Amazon, Microsoft e IBM gastan millones de dólares en sistemas de reconocimiento facial.
En 1872, 13 años después de la aparición de su revolucionario El origen de las especies, Charles Darwin publicó otro libro. Fue un éxito de ventas sensacional, pese a que ahora pocos lo recuerden: en solo cuatro meses La expresión de las emociones en el hombre y en los animales vendió 9000 ejemplares, todo un best seller para su época.
A Darwin le encantaba observar a sus 10 hijos. Podía pasar horas analizando las expresiones que adoptaban sus rostros apenas nacían. Aquellas morisquetas despertaban su curiosidad, tanto que fueron el puntapié inicial que lo llevó a estudiar un tema hasta entonces poco investigado científicamente: la expresión de las emociones humanas.
El naturalista inglés clasificó primero en sus hijos y luego en los amigos a los que invitaba a comer reacciones emocionales como la alegría, el asco, la ira, el miedo, la sorpresa y la tristeza. Darwin buscaba determinar si los humanos tenemos un conjunto innato y universal de expresiones emocionales, un código por el cual entendemos los sentimientos de los demás.
La evidencia científica indica que las expresiones faciales no son ni universales ni innatas. Su estudio es crucial para el éxito o fracaso de la naciente industria de la detección automática de las emociones.
Curiosamente, estas investigaciones tuvieron poco impacto académico hasta mediados de los 70, cuando fueron resucitadas por psicólogos como Paul Ekman -cuyo trabajo inspiró la serie Lie to me – y ahora vuelven a estar en boga impulsadas por un experimento masivo de vigilancia y control: gobiernos y empresas como Amazon, Microsoft e IBM están gastando millones de dólares en sistemas de reconocimiento de expresiones faciales para detectar emociones y así determinar la satisfacción del cliente, o para contratar o no a una persona solo a partir del análisis de las expresiones faciales por parte de una computadora.
El rostro humano es la puerta de entrada en nuestras interacciones con los demás.
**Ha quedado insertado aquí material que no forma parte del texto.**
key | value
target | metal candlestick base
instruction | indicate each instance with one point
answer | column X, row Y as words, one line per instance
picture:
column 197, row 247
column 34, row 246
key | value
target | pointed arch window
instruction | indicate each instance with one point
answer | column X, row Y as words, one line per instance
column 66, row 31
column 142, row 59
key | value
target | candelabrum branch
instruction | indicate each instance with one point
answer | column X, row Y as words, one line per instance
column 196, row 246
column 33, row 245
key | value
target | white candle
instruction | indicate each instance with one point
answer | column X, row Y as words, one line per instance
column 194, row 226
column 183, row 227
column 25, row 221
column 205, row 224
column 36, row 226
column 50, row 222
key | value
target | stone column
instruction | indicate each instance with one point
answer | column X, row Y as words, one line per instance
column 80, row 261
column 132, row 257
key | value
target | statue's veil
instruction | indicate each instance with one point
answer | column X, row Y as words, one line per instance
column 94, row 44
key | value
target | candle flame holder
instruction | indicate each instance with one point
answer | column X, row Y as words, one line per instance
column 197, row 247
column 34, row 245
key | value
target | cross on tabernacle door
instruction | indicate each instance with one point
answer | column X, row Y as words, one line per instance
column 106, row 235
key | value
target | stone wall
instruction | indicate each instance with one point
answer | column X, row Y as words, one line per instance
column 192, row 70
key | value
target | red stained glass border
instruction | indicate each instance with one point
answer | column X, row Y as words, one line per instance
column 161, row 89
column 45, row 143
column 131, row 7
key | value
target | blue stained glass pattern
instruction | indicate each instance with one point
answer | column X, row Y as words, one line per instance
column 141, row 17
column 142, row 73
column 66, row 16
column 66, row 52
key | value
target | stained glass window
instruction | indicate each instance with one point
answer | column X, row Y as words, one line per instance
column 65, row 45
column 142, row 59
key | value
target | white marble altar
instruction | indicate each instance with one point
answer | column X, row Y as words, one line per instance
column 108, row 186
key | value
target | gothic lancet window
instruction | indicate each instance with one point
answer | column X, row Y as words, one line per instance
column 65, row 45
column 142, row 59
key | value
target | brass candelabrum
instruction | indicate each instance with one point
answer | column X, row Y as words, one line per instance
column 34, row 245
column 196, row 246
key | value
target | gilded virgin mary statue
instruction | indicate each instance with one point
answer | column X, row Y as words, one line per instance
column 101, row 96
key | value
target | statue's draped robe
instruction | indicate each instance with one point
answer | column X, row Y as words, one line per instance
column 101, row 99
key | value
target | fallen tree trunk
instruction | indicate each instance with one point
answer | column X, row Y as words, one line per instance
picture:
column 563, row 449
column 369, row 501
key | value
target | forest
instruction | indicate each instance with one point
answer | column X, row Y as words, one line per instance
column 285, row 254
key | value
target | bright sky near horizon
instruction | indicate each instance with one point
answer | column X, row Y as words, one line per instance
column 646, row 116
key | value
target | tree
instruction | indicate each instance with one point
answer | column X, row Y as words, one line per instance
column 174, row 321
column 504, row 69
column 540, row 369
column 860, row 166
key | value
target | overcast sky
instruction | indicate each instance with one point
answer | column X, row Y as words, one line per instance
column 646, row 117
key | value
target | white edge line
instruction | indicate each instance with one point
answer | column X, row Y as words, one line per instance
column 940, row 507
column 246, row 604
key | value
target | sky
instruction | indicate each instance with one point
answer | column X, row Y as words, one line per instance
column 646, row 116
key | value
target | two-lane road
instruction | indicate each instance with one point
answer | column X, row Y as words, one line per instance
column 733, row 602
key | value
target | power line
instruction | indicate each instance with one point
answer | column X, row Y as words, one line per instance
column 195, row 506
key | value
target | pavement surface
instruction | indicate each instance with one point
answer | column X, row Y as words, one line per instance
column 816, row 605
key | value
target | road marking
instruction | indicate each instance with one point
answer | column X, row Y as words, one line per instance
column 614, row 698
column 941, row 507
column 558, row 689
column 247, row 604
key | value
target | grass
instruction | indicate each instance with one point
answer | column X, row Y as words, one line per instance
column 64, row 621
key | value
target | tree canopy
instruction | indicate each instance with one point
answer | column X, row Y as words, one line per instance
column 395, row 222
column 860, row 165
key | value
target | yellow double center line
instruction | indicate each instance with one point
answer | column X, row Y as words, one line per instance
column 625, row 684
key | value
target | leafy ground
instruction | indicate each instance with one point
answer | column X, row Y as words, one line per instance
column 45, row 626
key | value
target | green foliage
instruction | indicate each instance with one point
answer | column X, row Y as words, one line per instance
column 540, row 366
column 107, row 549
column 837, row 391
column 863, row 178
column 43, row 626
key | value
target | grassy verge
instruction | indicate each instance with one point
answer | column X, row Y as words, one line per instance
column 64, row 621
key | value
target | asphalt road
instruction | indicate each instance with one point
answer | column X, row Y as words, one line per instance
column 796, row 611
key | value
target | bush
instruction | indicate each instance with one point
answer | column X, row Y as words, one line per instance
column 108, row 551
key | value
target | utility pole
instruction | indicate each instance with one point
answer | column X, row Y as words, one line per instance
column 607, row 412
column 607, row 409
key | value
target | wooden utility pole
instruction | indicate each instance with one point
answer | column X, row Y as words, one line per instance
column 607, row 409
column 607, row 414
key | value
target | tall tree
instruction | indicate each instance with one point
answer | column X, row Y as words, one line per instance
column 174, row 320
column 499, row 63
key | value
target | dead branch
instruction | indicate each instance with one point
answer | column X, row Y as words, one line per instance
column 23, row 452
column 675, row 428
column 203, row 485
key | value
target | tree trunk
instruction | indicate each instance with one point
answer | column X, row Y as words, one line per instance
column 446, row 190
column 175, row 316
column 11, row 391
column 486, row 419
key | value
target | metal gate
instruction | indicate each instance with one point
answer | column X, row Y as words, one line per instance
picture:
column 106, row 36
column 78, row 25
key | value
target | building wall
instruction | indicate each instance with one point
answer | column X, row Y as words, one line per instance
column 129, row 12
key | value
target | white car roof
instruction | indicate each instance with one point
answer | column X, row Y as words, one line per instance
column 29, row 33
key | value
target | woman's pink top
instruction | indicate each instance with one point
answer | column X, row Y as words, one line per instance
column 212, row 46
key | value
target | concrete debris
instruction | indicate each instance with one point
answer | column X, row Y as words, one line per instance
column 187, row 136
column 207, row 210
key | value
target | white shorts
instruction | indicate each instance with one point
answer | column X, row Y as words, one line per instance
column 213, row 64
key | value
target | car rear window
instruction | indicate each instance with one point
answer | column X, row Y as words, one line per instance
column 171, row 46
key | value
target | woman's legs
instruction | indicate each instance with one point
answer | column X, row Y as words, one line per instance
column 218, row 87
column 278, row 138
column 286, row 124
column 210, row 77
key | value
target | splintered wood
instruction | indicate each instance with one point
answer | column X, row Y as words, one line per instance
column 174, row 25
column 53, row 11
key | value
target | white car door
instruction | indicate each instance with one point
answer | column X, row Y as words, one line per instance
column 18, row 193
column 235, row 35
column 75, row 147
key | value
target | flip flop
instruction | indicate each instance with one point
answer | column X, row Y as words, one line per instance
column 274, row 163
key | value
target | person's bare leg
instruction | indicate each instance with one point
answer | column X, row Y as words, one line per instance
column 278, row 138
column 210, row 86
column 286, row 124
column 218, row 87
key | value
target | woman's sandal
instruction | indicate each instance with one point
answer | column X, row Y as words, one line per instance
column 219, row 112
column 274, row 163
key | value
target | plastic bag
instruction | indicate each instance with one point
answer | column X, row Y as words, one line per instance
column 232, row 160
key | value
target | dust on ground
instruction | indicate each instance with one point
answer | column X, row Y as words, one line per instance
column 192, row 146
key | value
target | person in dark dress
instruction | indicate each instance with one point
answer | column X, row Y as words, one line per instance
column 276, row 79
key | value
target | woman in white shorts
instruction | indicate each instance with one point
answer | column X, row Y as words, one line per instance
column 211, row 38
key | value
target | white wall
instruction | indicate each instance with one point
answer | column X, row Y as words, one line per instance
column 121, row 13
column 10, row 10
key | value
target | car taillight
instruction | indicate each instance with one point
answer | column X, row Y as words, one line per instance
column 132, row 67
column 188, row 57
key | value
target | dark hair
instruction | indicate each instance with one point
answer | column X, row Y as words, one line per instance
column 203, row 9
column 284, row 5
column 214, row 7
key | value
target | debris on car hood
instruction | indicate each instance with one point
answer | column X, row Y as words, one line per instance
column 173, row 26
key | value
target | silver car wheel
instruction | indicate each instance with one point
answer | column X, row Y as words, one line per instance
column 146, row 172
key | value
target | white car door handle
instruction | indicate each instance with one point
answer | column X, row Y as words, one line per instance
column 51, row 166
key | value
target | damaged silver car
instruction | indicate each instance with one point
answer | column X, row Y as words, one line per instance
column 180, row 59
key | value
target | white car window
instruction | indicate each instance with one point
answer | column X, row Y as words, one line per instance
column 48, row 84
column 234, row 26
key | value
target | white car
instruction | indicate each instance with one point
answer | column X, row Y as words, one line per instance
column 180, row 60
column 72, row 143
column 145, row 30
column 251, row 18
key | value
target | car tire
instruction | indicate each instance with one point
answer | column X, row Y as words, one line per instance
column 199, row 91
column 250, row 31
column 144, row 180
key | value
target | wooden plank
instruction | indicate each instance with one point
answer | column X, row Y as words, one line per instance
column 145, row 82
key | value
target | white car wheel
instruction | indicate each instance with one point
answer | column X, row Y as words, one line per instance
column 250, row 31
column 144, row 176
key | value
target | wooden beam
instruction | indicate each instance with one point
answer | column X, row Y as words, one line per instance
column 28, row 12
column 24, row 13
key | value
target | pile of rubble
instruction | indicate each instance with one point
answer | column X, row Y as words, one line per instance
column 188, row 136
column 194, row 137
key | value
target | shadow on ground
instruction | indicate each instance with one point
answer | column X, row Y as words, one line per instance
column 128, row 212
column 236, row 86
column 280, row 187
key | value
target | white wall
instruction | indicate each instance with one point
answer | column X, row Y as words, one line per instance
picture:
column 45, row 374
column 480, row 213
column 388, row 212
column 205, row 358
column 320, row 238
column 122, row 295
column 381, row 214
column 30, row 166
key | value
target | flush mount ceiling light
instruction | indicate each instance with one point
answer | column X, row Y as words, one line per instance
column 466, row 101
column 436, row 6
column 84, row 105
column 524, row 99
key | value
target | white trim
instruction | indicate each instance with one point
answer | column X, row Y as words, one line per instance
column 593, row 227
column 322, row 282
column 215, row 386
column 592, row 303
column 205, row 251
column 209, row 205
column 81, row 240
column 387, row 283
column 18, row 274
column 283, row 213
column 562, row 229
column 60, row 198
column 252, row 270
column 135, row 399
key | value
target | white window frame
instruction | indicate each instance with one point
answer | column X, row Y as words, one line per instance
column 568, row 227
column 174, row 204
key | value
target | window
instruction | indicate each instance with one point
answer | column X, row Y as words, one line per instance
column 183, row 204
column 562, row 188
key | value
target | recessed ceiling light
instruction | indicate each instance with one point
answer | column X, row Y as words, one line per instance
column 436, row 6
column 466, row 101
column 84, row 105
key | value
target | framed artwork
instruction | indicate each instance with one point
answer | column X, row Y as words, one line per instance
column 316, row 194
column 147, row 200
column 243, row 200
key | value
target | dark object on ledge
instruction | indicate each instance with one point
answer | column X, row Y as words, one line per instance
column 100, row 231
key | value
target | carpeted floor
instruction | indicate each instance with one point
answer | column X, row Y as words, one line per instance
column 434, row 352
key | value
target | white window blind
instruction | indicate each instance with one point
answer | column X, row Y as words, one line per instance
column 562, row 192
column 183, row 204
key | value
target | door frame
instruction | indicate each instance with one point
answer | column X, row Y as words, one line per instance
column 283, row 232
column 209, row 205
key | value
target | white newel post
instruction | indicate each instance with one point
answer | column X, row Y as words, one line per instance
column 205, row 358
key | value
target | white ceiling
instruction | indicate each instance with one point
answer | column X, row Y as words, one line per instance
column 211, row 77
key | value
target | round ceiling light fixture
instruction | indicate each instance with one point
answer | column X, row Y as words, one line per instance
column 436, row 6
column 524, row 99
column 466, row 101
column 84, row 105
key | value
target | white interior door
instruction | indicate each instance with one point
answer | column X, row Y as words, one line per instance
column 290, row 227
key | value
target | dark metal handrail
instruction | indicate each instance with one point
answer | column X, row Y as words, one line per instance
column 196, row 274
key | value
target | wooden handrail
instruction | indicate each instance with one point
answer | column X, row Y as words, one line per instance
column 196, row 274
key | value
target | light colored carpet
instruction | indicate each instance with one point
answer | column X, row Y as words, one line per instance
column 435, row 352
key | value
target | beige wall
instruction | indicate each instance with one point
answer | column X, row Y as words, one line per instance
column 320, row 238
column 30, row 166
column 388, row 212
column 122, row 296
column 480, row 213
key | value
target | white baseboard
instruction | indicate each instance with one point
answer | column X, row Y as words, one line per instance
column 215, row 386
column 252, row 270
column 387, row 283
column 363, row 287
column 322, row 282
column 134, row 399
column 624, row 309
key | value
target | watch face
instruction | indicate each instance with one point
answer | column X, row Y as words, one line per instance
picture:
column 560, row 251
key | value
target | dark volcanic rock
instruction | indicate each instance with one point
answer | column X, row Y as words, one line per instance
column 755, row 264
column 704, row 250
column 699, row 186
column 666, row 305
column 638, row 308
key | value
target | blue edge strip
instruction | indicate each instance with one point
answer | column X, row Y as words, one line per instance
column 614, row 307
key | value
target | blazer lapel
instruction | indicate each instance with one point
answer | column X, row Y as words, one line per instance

Tras millones de años, nos hemos adaptado para identificar en microsegundos una expresión. En el siglo XXI, sin embargo, nuestras caras se han vuelto territorios de disputas: materia prima para la vigilancia y el control estatal o corporativo, al mismo tiempo que son el potencial blanco de gotas cargadas con coronavirus y puerta de entrada de la enfermedad.